Like many of Goodis' novels it starts out with the protagonist contemplating
his imminent death, although not by suicide, but by drowning. He's in the
middle of Delaware Bay too far out to see the shore and about to give up
treading water due to sheer exhaustion. Although he eventually makes it to
shore, he spends the rest of the novel, the timeframe of which is a period
of three days, facing imminent death.
All of the Goodis hallmarks are there. The bitch/evil woman/women vs. the
angel in need of saving, the suicidal thoughts, the unbelievable
coincidences and the backdrop of Philadelphia. Although, in this, his last
novel he seems to address the issue of implausible coincidences, by delving
into the Freudian belief that there are no real coincidences. The
machinations of our subconscious lead us to a point that only to our
conscious mind seem coincidental. Mind you, I'm not saying he does this
convincingly, but at least well enough to hold your interest and momentarily
believe the implausible.
I wouldn't consider myself a Goodis scholar (I appreciated the invite to
Goodiscon, though) or even a fan of his, but his writing is compelling
enough to have spent years tracking down obscure, out-of-print volumes. It's
evident after reading the novels and a lot of his short stories that his
writing at its best was a mirror of his own meager tortured existence and,
at worse, Walter Mitty-like flights of fantasy that were far removed from
his own humble life. When he talks about firearms it's clear he's out of his
realm. His description of the workings of a shotgun show that the guy was
never close to one in his life, let alone ever having fired one.

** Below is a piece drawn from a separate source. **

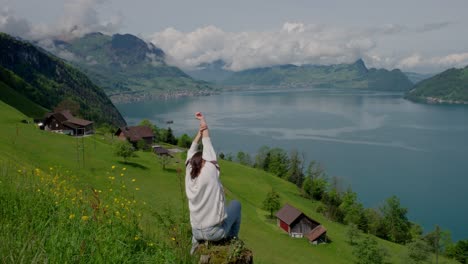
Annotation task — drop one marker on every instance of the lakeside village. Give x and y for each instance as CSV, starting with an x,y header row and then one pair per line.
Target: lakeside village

I know he had has his fifteen minutes of fame and fortune with the
serialization of Dark Passage in the Saturday Evening Post, the subsequent
film version and the brief Hollywood screenwriting career that followed, but
I don't think he crammed enough living in those good years to give his
novels the necessary verisimilitude before retreating to the oblivion of the
poolhalls of Northeast Philly. Hemingway, by contrast, actually ran with the
bulls he wrote about and was in the First World War as well as the Spanish
Civil War.
When you read any of the dozens of flying ace stories he cranked out in the
early forties, you realize just how apt the Walter Mitty analogy is. I'm
sure the guy could count on one hand or two hands the times he was even in
an airplane. Someone please correct me if I'm wrong here.
Some interesting notes about his novels: They are all crime novels. All but
four of them are set in Philadelphia. About half of them have the main
character contemplating suicide at one point.